The Magsworth Bitts manner was withholding and reserved, though sometimes gracious, granting small smiles as great favours and giving off a chilling kind of preciousness.

Naturally, when any citizen of the community did anything unconventional or improper, or made a mistake, or had a relative who went wrong, that citizen's first and worst fear was that the Magsworth Bittses would hear of it.

In fact, this painful family had for years terrorized the community, though the community had never realized that it was terrorized, and invariably spoke of the family as the "most charming circle in town." By common consent, Mrs.
Roderick Magsworth Bitts officiated as the supreme model as well as critic-in-chief of morals and deportment for all the unlucky people prosperous enough to be elevated to her acquaintance.
Magsworth was the important part of the name.

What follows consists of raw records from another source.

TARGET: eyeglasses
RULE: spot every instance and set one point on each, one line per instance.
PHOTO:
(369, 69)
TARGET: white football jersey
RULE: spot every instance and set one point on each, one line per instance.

Mrs.Roderick Magsworth Bitts was a Magsworth born, herself, and the Magsworth crest decorated not only Mrs.Magsworth Bitts' note-paper but was on the china, on the table linen, on the chimney-pieces, on the opaque glass of the front door, on the victoria, and on the harness, though omitted from the garden-hose and the lawn-mower.
Naturally, no sensible person dreamed of connecting that illustrious crest with the unfortunate and notorious Rena Magsworth whose name had grown week by week into larger and larger type upon the front pages of newspapers, owing to the gradually increasing public and official belief that she had poisoned a family of eight.